In [0]:
from pyspark.sql import SparkSession
sc = SparkSession.builder.appName("Spark").getOrCreate()

In [0]:
data = sc.read.csv('/FileStore/tables/wc2018_players.csv', header=True, inferSchema=True)
data.show(1)

+---------+---+----+------------------+----------+----------+--------------+------+------+
|     Team|  #|Pos.| FIFA Popular Name|Birth Date|Shirt Name|          Club|Height|Weight|
+---------+---+----+------------------+----------+----------+--------------+------+------+
|Argentina|  3|  DF|TAGLIAFICO Nicolas|31.08.1992|TAGLIAFICO|AFC Ajax (NED)|   169|    65|
+---------+---+----+------------------+----------+----------+--------------+------+------+
only showing top 1 row



In [0]:
# Create a view with only name and orginal height+1
data.select('FIFA Popular Name', data.Height + 1).show(1)
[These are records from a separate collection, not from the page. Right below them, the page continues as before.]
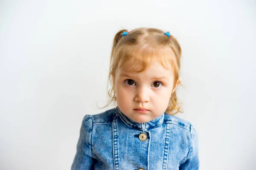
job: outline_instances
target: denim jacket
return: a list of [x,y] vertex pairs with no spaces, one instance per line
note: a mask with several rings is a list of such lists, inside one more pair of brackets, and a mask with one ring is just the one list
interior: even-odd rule
[[163,113],[145,123],[118,106],[82,122],[73,170],[198,170],[198,135],[189,122]]

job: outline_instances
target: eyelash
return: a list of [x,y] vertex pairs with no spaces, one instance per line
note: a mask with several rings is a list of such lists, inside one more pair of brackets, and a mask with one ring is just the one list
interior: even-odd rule
[[[135,81],[134,81],[134,80],[133,80],[133,79],[126,79],[126,80],[125,80],[124,81],[124,82],[125,82],[125,85],[127,85],[128,86],[129,86],[129,87],[130,87],[130,86],[134,86],[134,85],[128,85],[127,84],[126,84],[126,82],[126,82],[126,81],[127,81],[127,80],[132,80],[132,81],[134,82],[134,83],[135,83]],[[163,83],[162,83],[162,82],[160,82],[160,81],[154,81],[154,82],[153,82],[153,83],[154,83],[154,82],[159,82],[159,83],[160,83],[161,84],[161,86],[160,86],[160,87],[157,87],[157,88],[155,88],[155,88],[157,88],[157,89],[160,88],[162,87],[162,86],[163,86]],[[153,83],[152,83],[152,84],[153,84]]]

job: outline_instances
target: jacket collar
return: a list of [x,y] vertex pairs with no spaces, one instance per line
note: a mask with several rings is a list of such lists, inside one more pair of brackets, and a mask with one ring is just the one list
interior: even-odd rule
[[125,123],[125,124],[129,126],[140,130],[147,130],[158,126],[163,123],[164,118],[164,113],[163,113],[161,116],[150,122],[144,123],[137,123],[133,121],[125,115],[121,111],[119,108],[118,108],[118,106],[116,106],[116,116],[119,116],[121,120]]

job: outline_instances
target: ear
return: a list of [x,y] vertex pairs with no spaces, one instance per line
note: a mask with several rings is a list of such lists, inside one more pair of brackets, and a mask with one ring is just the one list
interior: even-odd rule
[[177,82],[176,82],[176,84],[175,85],[175,88],[174,89],[173,91],[172,91],[172,93],[173,93],[175,91],[176,91],[176,89],[177,87],[178,86],[178,85],[179,85],[180,84],[180,82],[181,82],[181,78],[179,77],[178,78],[178,79],[177,79]]

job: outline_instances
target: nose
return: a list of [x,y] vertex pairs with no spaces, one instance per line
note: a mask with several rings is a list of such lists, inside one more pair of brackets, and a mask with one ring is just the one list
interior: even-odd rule
[[134,98],[135,102],[141,103],[149,102],[149,92],[145,87],[139,87],[137,88],[136,95]]

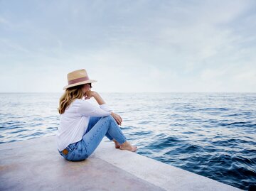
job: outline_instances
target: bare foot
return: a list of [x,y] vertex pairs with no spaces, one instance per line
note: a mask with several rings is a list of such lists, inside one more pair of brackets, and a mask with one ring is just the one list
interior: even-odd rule
[[137,146],[132,146],[130,143],[126,141],[125,143],[119,146],[119,149],[135,152],[137,151]]
[[116,148],[120,148],[120,144],[118,142],[114,142],[114,147]]

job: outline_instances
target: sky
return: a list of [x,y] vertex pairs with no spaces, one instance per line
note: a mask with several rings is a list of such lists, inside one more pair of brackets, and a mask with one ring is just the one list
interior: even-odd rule
[[0,0],[0,92],[256,92],[256,1]]

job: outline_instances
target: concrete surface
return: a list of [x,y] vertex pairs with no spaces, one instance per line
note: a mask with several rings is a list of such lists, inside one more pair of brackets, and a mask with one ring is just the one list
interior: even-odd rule
[[0,144],[0,190],[241,190],[127,151],[108,140],[83,161],[58,152],[55,136]]

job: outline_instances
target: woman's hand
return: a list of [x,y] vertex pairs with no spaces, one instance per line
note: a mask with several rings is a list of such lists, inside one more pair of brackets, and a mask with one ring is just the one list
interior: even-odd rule
[[94,92],[94,91],[91,91],[91,90],[87,91],[85,94],[85,99],[89,99],[92,97],[94,97],[95,93],[96,93],[96,92]]
[[114,112],[112,112],[111,115],[117,121],[117,124],[119,124],[119,126],[122,125],[122,119],[119,115],[114,114]]

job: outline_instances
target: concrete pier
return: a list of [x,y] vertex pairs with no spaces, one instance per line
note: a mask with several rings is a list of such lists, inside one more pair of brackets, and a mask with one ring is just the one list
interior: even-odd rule
[[58,152],[55,136],[0,144],[0,190],[241,190],[121,151],[104,139],[86,160]]

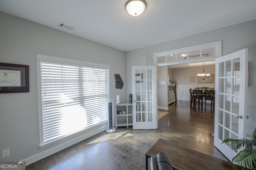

+------------------+------------+
| FIFA Popular Name|(Height + 1)|
+------------------+------------+
|TAGLIAFICO Nicolas|         170|
+------------------+------------+
only showing top 1 row



In [0]:
# Show only player's name whose height > 170
data.select('Shirt Name', data['Height']>170).show(5)

+----------+--------------+
|Shirt Name|(Height > 170)|
+----------+--------------+
|TAGLIAFICO|         false|
|     PAVÓN|         false|
|   LANZINI|         false|
|    SALVIO|         false|
|     MESSI|         false|
+----------+--------------+
only showing top 5 rows



In [0]:
# Show FIFA Popular Name and 0/1 depending on Height > 170
data.select( 'FIFA Popular Name' ,(data['Height'] > 170).cast('integer').alias('Height') ).show(10)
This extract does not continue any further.